Try a couple percent. More if you type slowly (magic autocomplete). More if you're doing something where you need to search q&a fora a lot.


Apart from a few things already mentioned, I don't believe developers are really trying to engage with the LLM development. Some are just completely opposed to it ethically, some think it's not good enough and don't try, some don't care, some were not satisfied before. There's quite a few people using copilot, but that's the most basic and simple approach.

I don't personally know anyone trying to use more fancy tools like agents or ide-integrated helpers. They're not perfect by any means and you actually need to learn how to use them well, but the difference is massive. I've definitely saved some hours when developing smaller scope tools. It's not a time save that would drastically change my total productivity, but... it exists and it's going to increase in the future. And it requires upfront investment into the tooling and learning that few people seem to be interested in.

But even given current issues, how can you tell there hasn't been an improvement? How would you be able to tell across all the open source in the world?


Many big companies are investing in AI to replace people, not fix problems. Try getting anything internal from a human anymore. It's all internal bots. It's easier to sell when you can say "We can replace 90% of your HR department" vs "It will help you find bugs and develop features faster". I'm a bit cynical, but I see it happening everyday.


What data are you using for those metrics? A 5% improvement in the time to fix bugs or develop features might not be immediately obvious.


All proponents of AI claim they develop 30% faster with AI.

So yes, where are those 30%.


As a developer, I do try to use LLMs in my daily work, and I get a slight productivity boost, but I wouldn’t say it’s a spike. It helps me write tests faster, it helps me write pure functions faster, and it helps me autocomplete some documentation faster. It also helps me go faster with 1-time fixes, for db data migration queries or stuff like that.

That said, LLMs in code editor come with some kind of "hyperactivity" which I find really unpleasant.

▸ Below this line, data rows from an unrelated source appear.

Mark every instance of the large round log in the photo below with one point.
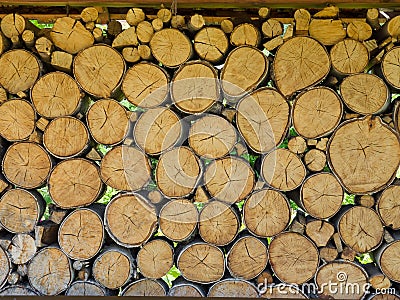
(299, 63)
(266, 213)
(229, 179)
(293, 257)
(121, 220)
(75, 183)
(56, 94)
(364, 154)
(99, 70)
(26, 164)
(263, 118)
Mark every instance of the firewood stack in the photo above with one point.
(229, 151)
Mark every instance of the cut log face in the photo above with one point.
(389, 261)
(120, 216)
(244, 69)
(81, 234)
(341, 274)
(283, 170)
(391, 67)
(266, 213)
(209, 260)
(245, 34)
(171, 47)
(234, 288)
(155, 259)
(293, 257)
(361, 229)
(195, 87)
(50, 271)
(145, 85)
(26, 164)
(70, 35)
(229, 179)
(107, 122)
(20, 210)
(178, 172)
(178, 219)
(125, 168)
(18, 120)
(153, 139)
(247, 258)
(55, 95)
(212, 137)
(145, 287)
(20, 70)
(349, 57)
(113, 268)
(388, 207)
(218, 223)
(263, 119)
(316, 112)
(211, 44)
(85, 288)
(365, 93)
(291, 73)
(361, 163)
(75, 183)
(321, 195)
(99, 70)
(66, 137)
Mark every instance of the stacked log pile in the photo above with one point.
(229, 148)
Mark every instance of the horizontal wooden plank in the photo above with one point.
(210, 3)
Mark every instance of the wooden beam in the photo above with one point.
(211, 3)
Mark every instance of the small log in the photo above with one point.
(179, 51)
(26, 164)
(289, 73)
(349, 57)
(178, 219)
(377, 165)
(50, 271)
(247, 257)
(360, 229)
(178, 172)
(237, 288)
(266, 110)
(74, 183)
(154, 139)
(211, 44)
(208, 259)
(21, 74)
(99, 70)
(107, 122)
(146, 287)
(264, 202)
(119, 218)
(286, 175)
(195, 87)
(21, 210)
(212, 137)
(113, 267)
(327, 32)
(81, 233)
(252, 71)
(146, 85)
(229, 179)
(321, 195)
(66, 137)
(70, 35)
(293, 257)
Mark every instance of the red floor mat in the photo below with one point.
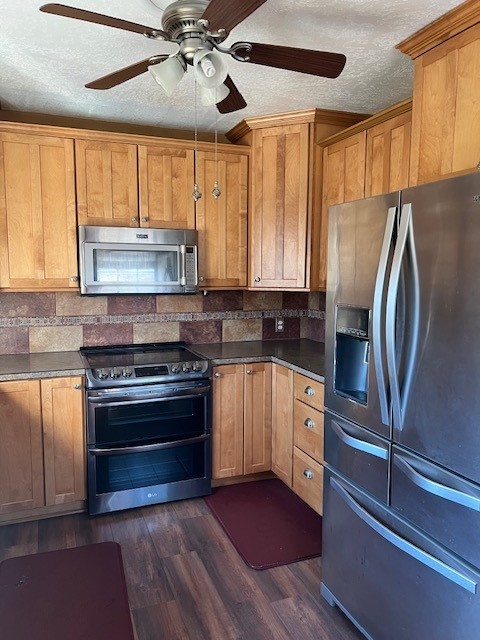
(267, 523)
(74, 594)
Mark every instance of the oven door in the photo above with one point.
(148, 444)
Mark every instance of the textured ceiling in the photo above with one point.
(46, 60)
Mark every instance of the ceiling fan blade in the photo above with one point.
(122, 75)
(99, 18)
(234, 101)
(226, 14)
(316, 63)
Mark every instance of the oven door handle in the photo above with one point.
(111, 399)
(117, 451)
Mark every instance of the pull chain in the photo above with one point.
(196, 193)
(216, 191)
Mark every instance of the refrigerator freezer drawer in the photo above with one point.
(357, 454)
(442, 504)
(391, 580)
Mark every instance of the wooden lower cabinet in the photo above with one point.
(308, 479)
(241, 433)
(282, 422)
(42, 458)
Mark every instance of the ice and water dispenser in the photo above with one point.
(352, 346)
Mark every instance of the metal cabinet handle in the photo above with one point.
(356, 443)
(404, 545)
(435, 488)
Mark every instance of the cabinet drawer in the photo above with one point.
(308, 391)
(308, 430)
(308, 479)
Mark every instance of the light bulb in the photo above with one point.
(207, 67)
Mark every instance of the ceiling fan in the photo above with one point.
(199, 27)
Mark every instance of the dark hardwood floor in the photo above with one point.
(186, 581)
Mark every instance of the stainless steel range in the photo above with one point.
(148, 425)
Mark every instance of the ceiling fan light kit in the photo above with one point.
(198, 28)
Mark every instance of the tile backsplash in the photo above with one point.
(39, 322)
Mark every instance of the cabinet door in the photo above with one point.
(388, 155)
(166, 180)
(278, 233)
(446, 109)
(38, 242)
(107, 191)
(227, 431)
(63, 440)
(282, 423)
(21, 459)
(222, 222)
(257, 428)
(343, 181)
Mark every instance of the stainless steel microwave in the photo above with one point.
(124, 260)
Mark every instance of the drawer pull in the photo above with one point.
(451, 573)
(309, 423)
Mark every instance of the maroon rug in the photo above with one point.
(74, 594)
(267, 523)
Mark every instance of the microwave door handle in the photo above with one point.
(182, 254)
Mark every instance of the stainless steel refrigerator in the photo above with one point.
(401, 529)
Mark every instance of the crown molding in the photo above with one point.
(378, 118)
(450, 24)
(308, 116)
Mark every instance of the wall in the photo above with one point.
(39, 322)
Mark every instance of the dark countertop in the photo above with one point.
(305, 356)
(40, 365)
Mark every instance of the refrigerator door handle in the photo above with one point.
(360, 445)
(377, 314)
(435, 488)
(404, 545)
(390, 313)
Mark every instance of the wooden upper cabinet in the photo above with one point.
(446, 95)
(21, 453)
(387, 160)
(107, 191)
(38, 240)
(343, 181)
(63, 440)
(166, 180)
(279, 216)
(222, 222)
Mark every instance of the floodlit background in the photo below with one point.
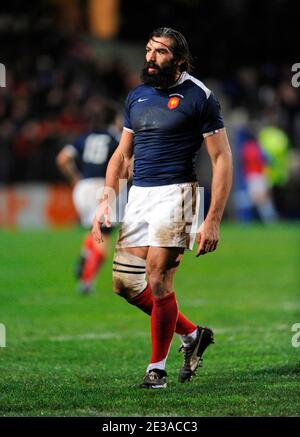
(60, 59)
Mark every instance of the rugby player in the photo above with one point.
(166, 119)
(84, 163)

They’re too "in your face", make the code move a lot and sometimes make it a bit harder to focus than without LLM. They can also be extremely frustrating and result in productivity loss, for example when they generate code that’s slightly wrong and you need to take some time to fix it. It’s harder than just writing the code.

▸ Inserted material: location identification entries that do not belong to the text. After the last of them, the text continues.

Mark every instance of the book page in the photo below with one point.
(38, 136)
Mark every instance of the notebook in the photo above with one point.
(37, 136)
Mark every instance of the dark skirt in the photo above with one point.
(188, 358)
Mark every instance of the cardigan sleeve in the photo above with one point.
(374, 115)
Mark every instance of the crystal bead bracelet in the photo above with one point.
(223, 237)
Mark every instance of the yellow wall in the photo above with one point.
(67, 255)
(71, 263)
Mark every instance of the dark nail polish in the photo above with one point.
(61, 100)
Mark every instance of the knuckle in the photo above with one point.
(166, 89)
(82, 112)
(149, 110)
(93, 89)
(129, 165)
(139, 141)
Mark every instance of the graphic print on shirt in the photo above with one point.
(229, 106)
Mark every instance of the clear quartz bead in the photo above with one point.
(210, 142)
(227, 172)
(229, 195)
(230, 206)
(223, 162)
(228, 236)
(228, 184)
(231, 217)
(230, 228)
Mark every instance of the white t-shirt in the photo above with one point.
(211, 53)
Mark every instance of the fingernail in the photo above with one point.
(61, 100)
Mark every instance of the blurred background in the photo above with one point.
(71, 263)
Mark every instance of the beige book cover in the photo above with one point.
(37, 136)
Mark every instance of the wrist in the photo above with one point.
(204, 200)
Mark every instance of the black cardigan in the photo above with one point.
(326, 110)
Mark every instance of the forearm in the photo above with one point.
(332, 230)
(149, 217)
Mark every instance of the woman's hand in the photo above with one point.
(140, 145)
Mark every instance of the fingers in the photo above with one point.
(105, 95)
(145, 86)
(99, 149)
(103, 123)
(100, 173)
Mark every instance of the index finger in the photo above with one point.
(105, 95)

Bottlenecks most often stem from lack of clarity.

The business doesn’t have clarity on what they are trying to achieve. Or they don’t have clarity on what’s important, and constantly change priority (and both of these can cause the most talented engineer to spin their wheels).

LLMs can help gain clarity, the same way a coach, consultant, or therapist can help you work through a scenario. But it’s only as effective as the work you’re willing to put into that endeavor.

So it comes down to:

* Nothing has changed regarding the nature of human work ethic

* Most people don’t want to be a programmer. The idea that ”everyone’s a programmer now” is no different than saying ”everyone’s a carpenter now” because power tools exist. Most people don’t want to do that kind of work and are happy to pay someone else to do it.


Profits? I mean, I'm guessing the trend can't be wholly disconnected from the massive layoffs in the tech sector over the last year or so. Probably not the primary driver, but companies are always looking to maximize profits and, in the short-term, what faster way is there than by making cuts?

If a business sees a 15% productivity boost coming, especially with no easy plan in place to to utilize it fully for equivalent profit, someone near the top is already thinking that quick cuts could be an immediate 15% increase in reported profits for next quarter (in a 1:1 scenario).

I'm being a bit simplistic, but I think the general idea of business maximizing profits over output stands (or easy short-term thinking over more difficult long-term planning).


- Some early studies have shown modest gains (can try and link later)

- It’s still very early. LLMs have only been publicly available for 2 years, copilots a little less than that.

- It’s mostly anchored on cold starts ie I’m creating something from scratch. Leveraging LLMs in existing and mature codebases is definitely going to pick up.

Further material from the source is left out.